Rant: Refusing the Women’s Magazine Route
21
February

I became a feminist after reading Cosmopolitan. And that’s why I’ll never write for women’s magazines as part of my freelance career.
One day in mid-college I flipped through my latest issue of Cosmo, fresh from the mail. I was just exiting my ill-advised sorority phase, when I thought I wanted to be someone, anyone different, and found instead who I least wanted to be. I left the sorority for a number of reasons, but realized that day over Cosmo the true reasons why.
Poring over the glossy photos and ads, along with the light-as-air pieces that passed for articles, I realized the magazine did nothing good for me. In fact, it peddled the same form of self-hatred I’d seen in all my mother’s magazines and in all those teen magazines I read as a younger girl. It highlighted every woman’s insecurities about appearance, sexuality, work, and l-i-v-i-n, drew them out and preyed on them.

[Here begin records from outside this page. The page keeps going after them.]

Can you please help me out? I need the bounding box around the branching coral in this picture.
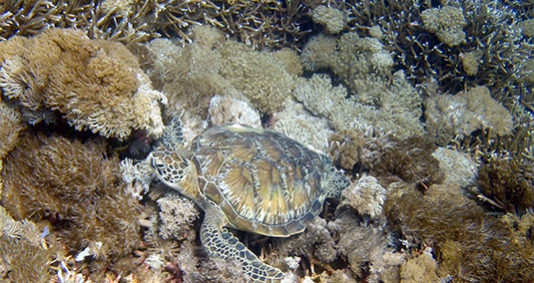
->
[312,5,346,34]
[144,26,298,117]
[425,86,513,145]
[1,133,139,266]
[0,29,165,139]
[385,183,534,282]
[300,32,423,137]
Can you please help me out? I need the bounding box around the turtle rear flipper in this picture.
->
[200,204,284,282]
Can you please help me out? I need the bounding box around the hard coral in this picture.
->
[1,133,139,262]
[312,5,346,34]
[0,206,60,283]
[421,6,467,47]
[0,29,165,139]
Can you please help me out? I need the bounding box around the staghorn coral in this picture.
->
[1,132,140,268]
[0,29,165,139]
[425,86,514,145]
[385,183,534,282]
[312,5,346,34]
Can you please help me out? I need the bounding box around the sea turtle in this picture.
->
[146,118,349,282]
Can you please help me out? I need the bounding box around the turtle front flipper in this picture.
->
[200,205,284,282]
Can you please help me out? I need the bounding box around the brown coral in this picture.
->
[477,157,534,215]
[385,184,534,282]
[1,130,139,260]
[0,29,164,139]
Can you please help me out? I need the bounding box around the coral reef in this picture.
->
[0,206,60,282]
[312,5,346,34]
[293,72,423,137]
[421,5,467,47]
[0,99,25,160]
[400,248,440,283]
[208,95,261,128]
[340,176,386,219]
[1,132,140,268]
[147,26,299,117]
[274,99,332,152]
[384,183,534,282]
[425,86,514,145]
[477,157,534,215]
[0,29,165,139]
[432,147,478,187]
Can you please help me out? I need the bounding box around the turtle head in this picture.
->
[148,150,199,200]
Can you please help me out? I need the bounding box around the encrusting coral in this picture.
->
[1,131,140,276]
[0,29,165,139]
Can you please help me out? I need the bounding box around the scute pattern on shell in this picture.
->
[192,125,331,237]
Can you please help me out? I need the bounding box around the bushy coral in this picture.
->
[293,72,423,137]
[421,5,467,47]
[0,29,165,139]
[312,5,346,34]
[340,176,386,219]
[477,157,534,215]
[385,183,534,282]
[153,192,199,240]
[0,206,60,283]
[144,26,298,117]
[432,147,478,187]
[0,99,25,159]
[425,86,514,145]
[208,95,261,128]
[400,248,439,283]
[368,136,442,189]
[272,99,332,152]
[1,133,140,264]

It told me I was nothing if I didn’t look like the women on the cover and inside, that I was a non-entity unless I learned how to please a man (with the sex), that my life’s ambition should be to get married, and that once I did, sure, I could go through the motions of a career and individual life, but I would really just need to quiet down, pop out some kids, and live out the rest of my days in irrelevance.
It all hit me that day. For some reason I got it, and I threw down the magazine and canceled my subscription. Over the next months I realized I truly left the sorority because female sisterhood there was a complete farce, made up of backstabbing politics and Mean Girls behavior. I left because they valued traditional gender roles above all, with cringe-worthy ceremonies for girls that got pinned and engaged at the tender age of 19 and 20. I left because I knew that life was not for me.
I was living with a boyfriend at the time, a boyfriend I had planned on marrying and reproducing with. But that all changed. I realized first I didn’t want to change my last name if I got married. Why should I? I reasoned. It’s my name, my identity. It belongs only to me. Then I realized I didn’t want to follow my man wherever his doctor career took him. My goals and wishes were just as important, if not more. Then I started questioning the whole marriage thing in its entirety. When we broke up, an inevitable result of my personality and beliefs changing while his stayed the same, I was sad and distraught and hurt. But I got over it. And I felt free.
How does this relate to my freelancing career? There are lines I draw when it comes to accepting and seeking out work. And women’s magazines are one of them. I know that many women and men find enormous rewards and paychecks by writing for these magazines, and understand that within some of the biggies (Glamour, Elle, Marie Claire, etc.) there are meaty, significant articles you could conceivably find in “serious” newspapers and magazines. But I refuse to participate in markets that demean women, that encourage the traditional route of femininity and gender roles as the only worthy route to follow, that push women to stay insecure about their bodies and focused on the all-powerful marriage-as-means-to-meaning. No matter the lip service they give to “empowerment,” I ain’t buying it. And so I ain’t writing for it either.
What do you think? What markets or writing jobs do you refuse to consider, and why?